Mittwoch, 9. Mai 2012

Noctambule III - Rückblick: Wie du willst

Dies ist ein Kapitel aus KayGees Noctambule Band Drei. Für eine Inhaltsübersicht zu bereits veröffentlichten Inhalten schaut doch bitte hier: Inhaltsübersicht Noctambule III

Er legte seinen Kopf schief und betrachtete sie fragend. Langsam glitten seine Augen über ihr Gesicht, dann über ihren zusammengekauerten Körper.
"Ich habe dich befreit." erklärte er ihr langsam. Wieder löste seine Stimme ein kleines Beben in ihrem Körper aus. Sie nickte langsam, als die Worte endlich auch ihren gelähmten Verstand erreichten. 

Er hatte wohl Recht. Sie war nicht mehr die Gefangene ihrer Mitbürger. Aber dafür könnte sie schwören, seine Gefangene zu sein. Sollte sie es wagen und einen Fluchtversuch riskieren? Aber was würde geschehen, wenn sie ihn wütend machte? Zu ihrem Schreck bewegte er sich wieder. Er streckte seinen langen Arm aus und reichte ihr die Hand.

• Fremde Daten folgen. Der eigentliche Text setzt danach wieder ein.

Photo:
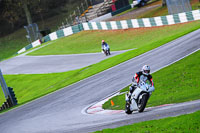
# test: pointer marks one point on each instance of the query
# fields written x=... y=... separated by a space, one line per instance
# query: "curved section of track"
x=61 y=111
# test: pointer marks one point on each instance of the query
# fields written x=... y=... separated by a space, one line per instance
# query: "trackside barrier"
x=124 y=24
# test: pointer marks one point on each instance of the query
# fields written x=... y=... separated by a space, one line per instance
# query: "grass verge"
x=188 y=123
x=176 y=83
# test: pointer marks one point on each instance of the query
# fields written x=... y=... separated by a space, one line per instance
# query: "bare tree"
x=163 y=2
x=26 y=10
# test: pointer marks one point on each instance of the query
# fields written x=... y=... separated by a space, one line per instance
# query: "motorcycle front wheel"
x=127 y=108
x=142 y=103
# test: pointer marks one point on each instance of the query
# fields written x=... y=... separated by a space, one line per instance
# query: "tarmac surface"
x=65 y=109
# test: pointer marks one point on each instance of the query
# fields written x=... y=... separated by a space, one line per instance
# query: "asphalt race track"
x=51 y=63
x=62 y=111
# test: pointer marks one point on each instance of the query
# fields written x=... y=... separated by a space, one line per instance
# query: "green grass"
x=188 y=123
x=90 y=41
x=31 y=86
x=174 y=84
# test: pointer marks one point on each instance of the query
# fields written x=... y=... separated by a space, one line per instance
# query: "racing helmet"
x=146 y=70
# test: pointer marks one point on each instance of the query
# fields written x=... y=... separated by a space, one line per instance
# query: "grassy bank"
x=90 y=41
x=176 y=83
x=31 y=86
x=185 y=123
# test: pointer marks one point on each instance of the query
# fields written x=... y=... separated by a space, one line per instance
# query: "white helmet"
x=146 y=70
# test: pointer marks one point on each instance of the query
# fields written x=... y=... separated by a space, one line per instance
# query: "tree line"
x=17 y=13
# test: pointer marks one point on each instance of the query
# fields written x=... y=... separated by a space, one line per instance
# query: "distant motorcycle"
x=106 y=50
x=139 y=98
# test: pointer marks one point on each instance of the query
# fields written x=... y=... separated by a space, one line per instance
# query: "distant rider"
x=104 y=47
x=143 y=75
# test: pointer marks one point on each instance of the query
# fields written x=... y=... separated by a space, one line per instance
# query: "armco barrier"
x=124 y=24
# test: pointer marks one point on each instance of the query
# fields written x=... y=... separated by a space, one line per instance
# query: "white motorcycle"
x=139 y=97
x=106 y=50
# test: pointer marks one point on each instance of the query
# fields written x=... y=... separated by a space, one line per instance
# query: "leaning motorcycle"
x=106 y=50
x=139 y=97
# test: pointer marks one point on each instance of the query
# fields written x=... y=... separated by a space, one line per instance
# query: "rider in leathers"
x=143 y=75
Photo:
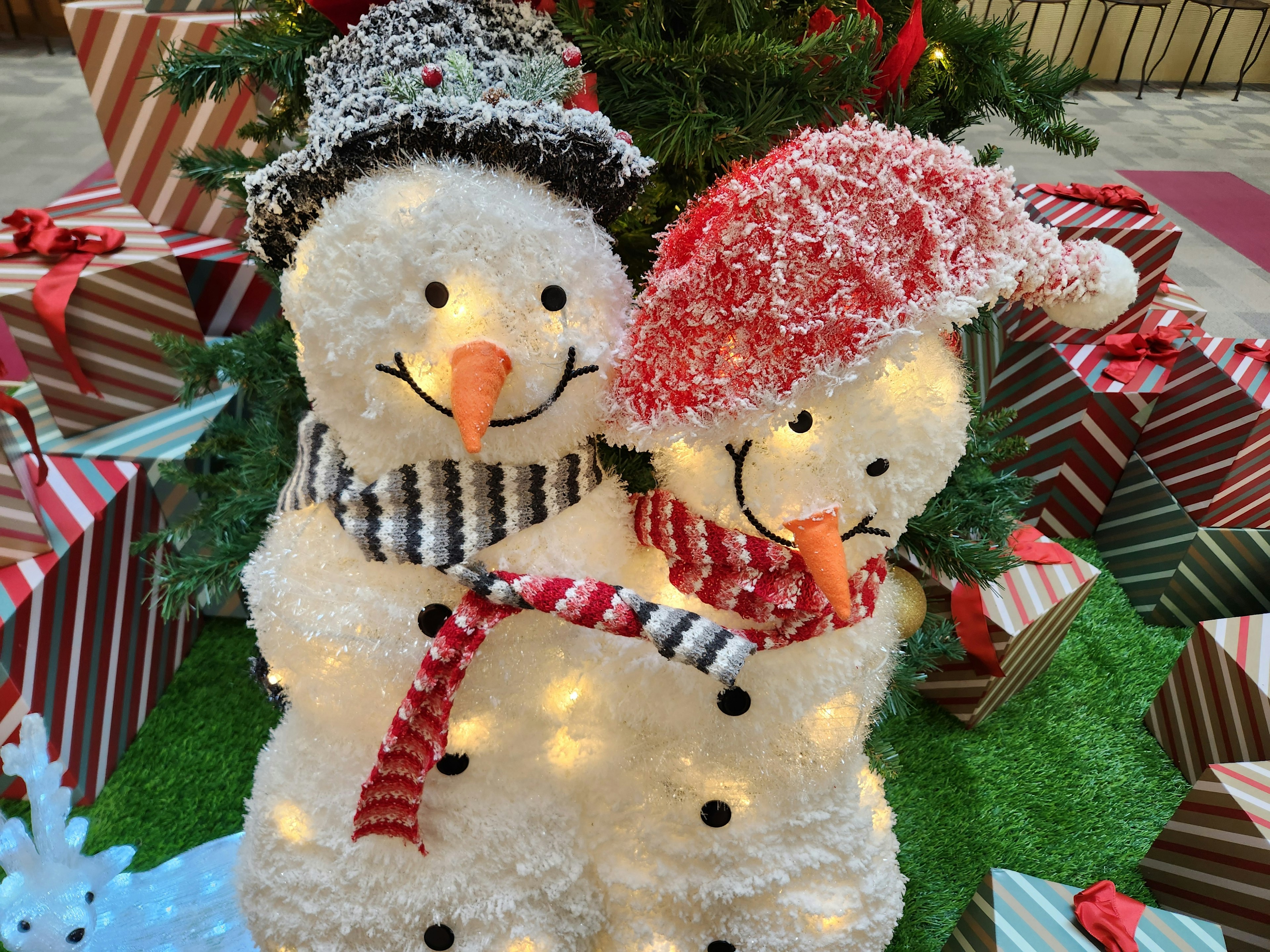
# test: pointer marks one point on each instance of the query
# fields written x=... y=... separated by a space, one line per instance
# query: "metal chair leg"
x=1142 y=83
x=1198 y=48
x=1216 y=48
x=1248 y=64
x=1057 y=36
x=1127 y=42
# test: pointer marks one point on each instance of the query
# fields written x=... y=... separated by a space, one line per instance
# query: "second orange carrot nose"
x=821 y=546
x=478 y=370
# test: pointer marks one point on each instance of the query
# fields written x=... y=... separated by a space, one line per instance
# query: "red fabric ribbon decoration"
x=74 y=249
x=968 y=611
x=1111 y=196
x=1128 y=351
x=1109 y=917
x=1256 y=353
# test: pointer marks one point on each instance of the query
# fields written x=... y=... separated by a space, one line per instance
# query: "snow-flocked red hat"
x=801 y=266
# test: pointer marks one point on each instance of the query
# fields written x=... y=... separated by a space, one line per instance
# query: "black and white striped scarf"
x=439 y=512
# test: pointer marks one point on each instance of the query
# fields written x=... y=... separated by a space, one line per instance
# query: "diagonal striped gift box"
x=1016 y=913
x=1209 y=437
x=83 y=643
x=119 y=46
x=1080 y=426
x=1175 y=572
x=1214 y=706
x=1029 y=611
x=1149 y=240
x=1213 y=857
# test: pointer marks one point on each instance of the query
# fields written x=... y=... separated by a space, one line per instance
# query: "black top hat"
x=469 y=79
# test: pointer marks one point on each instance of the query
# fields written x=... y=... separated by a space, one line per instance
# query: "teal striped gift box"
x=1016 y=913
x=1175 y=572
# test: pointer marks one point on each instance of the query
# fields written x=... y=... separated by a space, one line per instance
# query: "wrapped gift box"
x=120 y=46
x=83 y=642
x=1214 y=707
x=1175 y=572
x=1209 y=437
x=1081 y=427
x=1016 y=913
x=119 y=304
x=1029 y=611
x=1213 y=858
x=1149 y=240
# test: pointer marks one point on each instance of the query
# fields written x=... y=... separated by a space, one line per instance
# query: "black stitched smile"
x=401 y=373
x=860 y=529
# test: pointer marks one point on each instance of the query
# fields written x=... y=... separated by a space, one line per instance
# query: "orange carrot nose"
x=478 y=370
x=821 y=546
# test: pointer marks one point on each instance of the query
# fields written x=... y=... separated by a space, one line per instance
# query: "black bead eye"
x=554 y=298
x=437 y=294
x=802 y=423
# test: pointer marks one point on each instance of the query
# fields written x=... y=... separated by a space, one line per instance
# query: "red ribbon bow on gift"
x=968 y=611
x=36 y=233
x=1109 y=917
x=1256 y=353
x=1111 y=196
x=1128 y=351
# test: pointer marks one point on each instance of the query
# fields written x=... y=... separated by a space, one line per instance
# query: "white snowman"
x=456 y=302
x=788 y=366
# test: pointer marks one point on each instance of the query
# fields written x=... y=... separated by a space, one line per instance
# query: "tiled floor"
x=51 y=141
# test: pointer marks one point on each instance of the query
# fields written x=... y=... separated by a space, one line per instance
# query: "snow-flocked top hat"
x=472 y=79
x=803 y=264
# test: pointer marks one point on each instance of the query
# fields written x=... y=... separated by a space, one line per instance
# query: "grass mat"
x=1064 y=782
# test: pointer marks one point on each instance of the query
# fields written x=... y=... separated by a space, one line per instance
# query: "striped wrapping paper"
x=1149 y=240
x=1029 y=611
x=1216 y=704
x=120 y=302
x=83 y=644
x=119 y=45
x=1016 y=913
x=1175 y=572
x=1213 y=858
x=1080 y=426
x=1209 y=437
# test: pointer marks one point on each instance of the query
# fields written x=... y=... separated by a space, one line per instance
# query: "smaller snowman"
x=788 y=366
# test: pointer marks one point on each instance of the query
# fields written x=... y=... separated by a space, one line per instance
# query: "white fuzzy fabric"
x=1117 y=290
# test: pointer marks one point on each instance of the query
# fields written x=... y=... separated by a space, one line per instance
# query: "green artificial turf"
x=1064 y=782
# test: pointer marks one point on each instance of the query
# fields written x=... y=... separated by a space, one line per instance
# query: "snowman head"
x=447 y=276
x=788 y=361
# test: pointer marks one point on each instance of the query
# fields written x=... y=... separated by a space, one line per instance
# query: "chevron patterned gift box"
x=1149 y=240
x=1213 y=857
x=1081 y=427
x=83 y=644
x=1214 y=707
x=1029 y=611
x=1016 y=913
x=119 y=46
x=1175 y=572
x=1209 y=436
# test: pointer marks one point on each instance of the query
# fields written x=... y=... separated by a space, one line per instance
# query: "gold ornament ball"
x=910 y=601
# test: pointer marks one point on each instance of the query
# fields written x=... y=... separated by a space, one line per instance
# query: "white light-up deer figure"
x=55 y=899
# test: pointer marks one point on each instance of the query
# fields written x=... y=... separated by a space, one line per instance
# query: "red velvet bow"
x=1256 y=353
x=74 y=249
x=1128 y=351
x=968 y=611
x=1111 y=196
x=1109 y=917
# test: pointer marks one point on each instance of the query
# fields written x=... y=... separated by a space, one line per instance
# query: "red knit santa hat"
x=804 y=263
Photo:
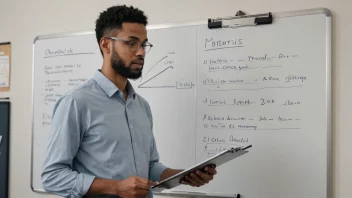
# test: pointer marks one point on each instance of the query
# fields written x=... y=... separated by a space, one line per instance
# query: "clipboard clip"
x=240 y=20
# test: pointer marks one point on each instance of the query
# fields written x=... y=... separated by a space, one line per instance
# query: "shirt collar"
x=109 y=87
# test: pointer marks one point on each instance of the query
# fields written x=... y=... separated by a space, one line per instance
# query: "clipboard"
x=215 y=161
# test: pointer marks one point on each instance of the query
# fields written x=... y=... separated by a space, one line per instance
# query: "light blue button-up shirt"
x=96 y=133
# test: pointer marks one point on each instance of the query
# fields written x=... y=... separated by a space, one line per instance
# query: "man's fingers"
x=211 y=171
x=199 y=179
x=204 y=176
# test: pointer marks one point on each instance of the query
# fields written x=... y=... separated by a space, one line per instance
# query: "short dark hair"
x=111 y=19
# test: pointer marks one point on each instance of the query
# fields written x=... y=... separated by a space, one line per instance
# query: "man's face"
x=129 y=63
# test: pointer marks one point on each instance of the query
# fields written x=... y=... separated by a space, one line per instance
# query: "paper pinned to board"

"Willst du nicht lieber aufstehen? Dort drüben sind bequeme Sessel." bot er ihr an. Inga hatte Mühe, ihre Augen von seinem Blick loszureißen und auf die Hand zu senken. Himmel, war diese Hand groß! War das nun eine Falle? Ängstlich schüttelte sie den Kopf und hielt den Atem an. Er hielt ihr noch eine Weile die Hand hin, bevor er sie wieder sinken ließ. Nun war sie sicher, ein kurzes Zucken seines Mundwinkels gesehen zu haben.
"Nun, dann musst du auf dem harten Boden sitzen bleiben. Ganz wie du willst." Bevor sie reagieren konnte, erhob er sich mit einer fließenden, geschmeidigen Bewegung, die ihr mehr Kraft verriet, als wenn er das Regal zertrümmert hätte. Einen Augenblick betrachtete er sie noch, dann wandte er sich ab und ging zu einem kleinen Tischchen neben dem Kamin. Er ergriff die Weinkaraffe, die dort stand und füllte zwei Gläser mit blutrotem Wein. Eines der Gläser nahm er hoch und hielt es in ihre Richtung und drehte dabei seinen Kopf leicht, doch sie reagierte noch immer nicht. Daher behielt er es für sich und setzte sich in den Sessel. 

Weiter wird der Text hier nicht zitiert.